When you prompt in LangChain, you’re encouraged (but not required) to use a predefined template class such as:

  • PromptTemplate for creating basic prompts.
  • FewShotPromptTemplate for few-shot learning.
  • ChatPromptTemplate for modeling chatbot interactions.

Prompt types are designed for flexibility, not exclusivity, allowing you to blend their features, like merging a FewShotPromptTemplate with a ChatPromptTemplate, to suit diverse use cases.

PromptTemplate

LangChain’s PromptTemplate class creates a dynamic string with variable placeholders:

from langchain.prompts import PromptTemplate

prompt_template = PromptTemplate.from_template(
  "Write a delicious recipe for {dish} with a {flavor} twist."
)

# Formatting the prompt with new content
formatted_prompt = prompt_template.format(dish="pasta", flavor="spicy")

print(formatted_prompt)

It contains all the elements needed to create the prompt, but doesn’t feature autocomplete for the variables dish and flavor.

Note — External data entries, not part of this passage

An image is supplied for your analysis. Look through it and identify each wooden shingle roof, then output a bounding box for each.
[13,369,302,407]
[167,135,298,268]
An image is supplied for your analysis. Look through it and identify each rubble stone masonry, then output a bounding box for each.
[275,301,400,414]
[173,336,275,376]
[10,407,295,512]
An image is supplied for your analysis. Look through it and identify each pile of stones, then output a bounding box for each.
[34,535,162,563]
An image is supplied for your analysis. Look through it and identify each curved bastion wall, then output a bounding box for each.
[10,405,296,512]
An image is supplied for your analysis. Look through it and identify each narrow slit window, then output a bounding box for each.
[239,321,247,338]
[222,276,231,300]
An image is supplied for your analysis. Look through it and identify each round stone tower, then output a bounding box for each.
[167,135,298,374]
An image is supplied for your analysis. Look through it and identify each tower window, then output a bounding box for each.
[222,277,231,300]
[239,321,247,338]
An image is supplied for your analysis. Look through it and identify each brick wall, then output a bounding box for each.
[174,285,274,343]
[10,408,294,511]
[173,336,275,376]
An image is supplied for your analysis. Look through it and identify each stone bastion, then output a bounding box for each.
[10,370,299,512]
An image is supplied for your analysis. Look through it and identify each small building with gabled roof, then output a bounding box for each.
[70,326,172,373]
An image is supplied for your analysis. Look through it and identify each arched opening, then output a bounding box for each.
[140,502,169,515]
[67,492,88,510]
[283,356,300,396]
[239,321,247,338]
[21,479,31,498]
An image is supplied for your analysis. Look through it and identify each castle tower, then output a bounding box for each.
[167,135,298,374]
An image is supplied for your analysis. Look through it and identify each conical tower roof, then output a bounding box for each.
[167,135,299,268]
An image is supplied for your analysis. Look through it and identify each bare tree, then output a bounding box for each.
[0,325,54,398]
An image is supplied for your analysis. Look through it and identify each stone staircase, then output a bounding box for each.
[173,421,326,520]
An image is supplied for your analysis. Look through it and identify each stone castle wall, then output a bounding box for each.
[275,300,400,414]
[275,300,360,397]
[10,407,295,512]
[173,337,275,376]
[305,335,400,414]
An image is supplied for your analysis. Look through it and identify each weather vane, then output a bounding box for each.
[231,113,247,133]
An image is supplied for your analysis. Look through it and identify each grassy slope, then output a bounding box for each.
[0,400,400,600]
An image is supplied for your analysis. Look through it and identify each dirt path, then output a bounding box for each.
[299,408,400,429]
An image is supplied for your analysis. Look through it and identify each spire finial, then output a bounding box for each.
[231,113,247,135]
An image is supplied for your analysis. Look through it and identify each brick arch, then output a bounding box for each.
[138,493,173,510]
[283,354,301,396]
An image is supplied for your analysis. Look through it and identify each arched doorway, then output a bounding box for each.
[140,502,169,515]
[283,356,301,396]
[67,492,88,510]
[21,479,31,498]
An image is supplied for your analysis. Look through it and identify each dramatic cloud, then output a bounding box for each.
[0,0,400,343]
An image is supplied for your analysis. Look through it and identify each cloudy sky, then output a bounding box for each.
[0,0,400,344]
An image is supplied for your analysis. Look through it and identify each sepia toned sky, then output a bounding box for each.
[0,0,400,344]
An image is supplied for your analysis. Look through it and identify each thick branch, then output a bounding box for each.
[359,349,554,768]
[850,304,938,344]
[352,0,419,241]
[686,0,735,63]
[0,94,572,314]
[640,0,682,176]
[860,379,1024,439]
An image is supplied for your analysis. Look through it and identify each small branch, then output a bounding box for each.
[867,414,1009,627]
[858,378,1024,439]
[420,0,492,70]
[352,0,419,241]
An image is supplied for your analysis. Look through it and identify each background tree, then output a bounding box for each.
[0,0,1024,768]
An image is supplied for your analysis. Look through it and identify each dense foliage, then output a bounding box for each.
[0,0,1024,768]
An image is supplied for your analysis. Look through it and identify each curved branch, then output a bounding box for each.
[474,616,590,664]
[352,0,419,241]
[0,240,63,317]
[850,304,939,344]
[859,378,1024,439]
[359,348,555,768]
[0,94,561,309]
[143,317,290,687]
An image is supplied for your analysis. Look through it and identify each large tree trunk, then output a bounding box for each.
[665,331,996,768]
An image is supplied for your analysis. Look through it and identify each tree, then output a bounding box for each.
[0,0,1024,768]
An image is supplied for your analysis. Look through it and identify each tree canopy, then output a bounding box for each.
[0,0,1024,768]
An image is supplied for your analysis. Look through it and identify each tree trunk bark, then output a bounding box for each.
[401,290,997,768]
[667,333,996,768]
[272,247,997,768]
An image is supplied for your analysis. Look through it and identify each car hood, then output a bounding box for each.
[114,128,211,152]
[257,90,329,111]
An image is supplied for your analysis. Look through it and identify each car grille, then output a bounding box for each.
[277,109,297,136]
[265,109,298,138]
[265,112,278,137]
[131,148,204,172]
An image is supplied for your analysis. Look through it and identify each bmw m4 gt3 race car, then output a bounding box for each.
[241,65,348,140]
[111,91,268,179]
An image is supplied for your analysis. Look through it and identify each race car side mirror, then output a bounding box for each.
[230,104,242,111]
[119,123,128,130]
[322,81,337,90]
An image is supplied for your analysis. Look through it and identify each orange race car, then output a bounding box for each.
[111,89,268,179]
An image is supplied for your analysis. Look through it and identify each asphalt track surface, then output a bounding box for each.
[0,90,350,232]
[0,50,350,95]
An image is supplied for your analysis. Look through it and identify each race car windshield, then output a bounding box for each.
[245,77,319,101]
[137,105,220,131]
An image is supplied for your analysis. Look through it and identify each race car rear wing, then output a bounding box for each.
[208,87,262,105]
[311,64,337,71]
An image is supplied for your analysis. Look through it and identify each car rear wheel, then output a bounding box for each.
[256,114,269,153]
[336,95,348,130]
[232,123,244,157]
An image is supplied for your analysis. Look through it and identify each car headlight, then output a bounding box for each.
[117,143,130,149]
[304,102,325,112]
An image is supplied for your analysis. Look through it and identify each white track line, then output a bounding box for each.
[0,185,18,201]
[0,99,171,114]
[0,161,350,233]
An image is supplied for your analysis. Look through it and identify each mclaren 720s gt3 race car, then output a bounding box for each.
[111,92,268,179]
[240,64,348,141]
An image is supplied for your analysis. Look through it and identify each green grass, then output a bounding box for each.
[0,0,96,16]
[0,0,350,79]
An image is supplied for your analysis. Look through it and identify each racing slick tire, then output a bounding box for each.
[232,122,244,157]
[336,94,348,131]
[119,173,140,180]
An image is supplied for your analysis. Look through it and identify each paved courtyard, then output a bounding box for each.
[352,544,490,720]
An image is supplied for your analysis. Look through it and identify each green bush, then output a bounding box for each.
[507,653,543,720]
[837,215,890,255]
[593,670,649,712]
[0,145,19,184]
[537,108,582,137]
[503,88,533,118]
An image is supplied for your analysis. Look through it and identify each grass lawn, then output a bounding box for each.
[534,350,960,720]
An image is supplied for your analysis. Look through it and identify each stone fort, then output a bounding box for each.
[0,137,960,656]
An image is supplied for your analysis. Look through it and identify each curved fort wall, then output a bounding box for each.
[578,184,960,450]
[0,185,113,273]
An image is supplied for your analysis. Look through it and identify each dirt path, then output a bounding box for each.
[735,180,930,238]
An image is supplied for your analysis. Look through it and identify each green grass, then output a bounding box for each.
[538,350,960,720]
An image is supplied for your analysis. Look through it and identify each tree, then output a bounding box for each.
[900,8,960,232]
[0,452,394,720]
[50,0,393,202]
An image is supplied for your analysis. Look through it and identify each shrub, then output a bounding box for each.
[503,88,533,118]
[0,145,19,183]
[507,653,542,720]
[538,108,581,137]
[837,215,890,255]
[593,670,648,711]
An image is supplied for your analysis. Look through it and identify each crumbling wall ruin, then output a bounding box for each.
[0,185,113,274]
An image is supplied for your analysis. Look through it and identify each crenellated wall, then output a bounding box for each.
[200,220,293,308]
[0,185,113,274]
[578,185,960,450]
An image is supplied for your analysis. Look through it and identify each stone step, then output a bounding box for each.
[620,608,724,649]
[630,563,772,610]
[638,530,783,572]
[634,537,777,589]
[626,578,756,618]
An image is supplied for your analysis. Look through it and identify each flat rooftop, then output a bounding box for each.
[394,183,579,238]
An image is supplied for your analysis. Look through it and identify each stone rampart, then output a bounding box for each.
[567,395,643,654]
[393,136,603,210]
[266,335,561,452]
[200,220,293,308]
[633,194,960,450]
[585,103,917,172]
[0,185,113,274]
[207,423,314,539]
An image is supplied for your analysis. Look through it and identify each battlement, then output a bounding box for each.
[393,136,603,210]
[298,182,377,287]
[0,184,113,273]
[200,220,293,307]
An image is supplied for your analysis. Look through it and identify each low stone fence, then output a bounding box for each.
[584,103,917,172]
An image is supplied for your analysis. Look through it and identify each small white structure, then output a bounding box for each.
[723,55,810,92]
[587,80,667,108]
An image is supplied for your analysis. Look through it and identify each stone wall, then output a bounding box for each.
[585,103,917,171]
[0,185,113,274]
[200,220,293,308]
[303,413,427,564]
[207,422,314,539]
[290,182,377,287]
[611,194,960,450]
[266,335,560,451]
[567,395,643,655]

LangChain’s templates use Python’s str.format by default, but for complex prompts you can also use jinja2.

FewShotPromptTemplate

Often a more useful form of prompting than sending a simple string with a request or question is to include several examples of outputs you want.

This is few-shot learning and is used to train models to do new tasks well, even when they have only a limited amount of training data available.

Many real-world use cases benefit from few-shot learning, for instance:

  • An automated fact checking tool where you provide different few-shot examples where the model is shown how to verify information, ask follow-up questions if necessary, and conclude whether a statement is true or false.
  • A technical support and troubleshooting guide that assists users in diagnosing and solving issues with products or software, where the FewShotPromptTemplate could contain examples of common troubleshooting steps, including how to ask the user for specific system details, interpret symptoms, and guide them through the solution process.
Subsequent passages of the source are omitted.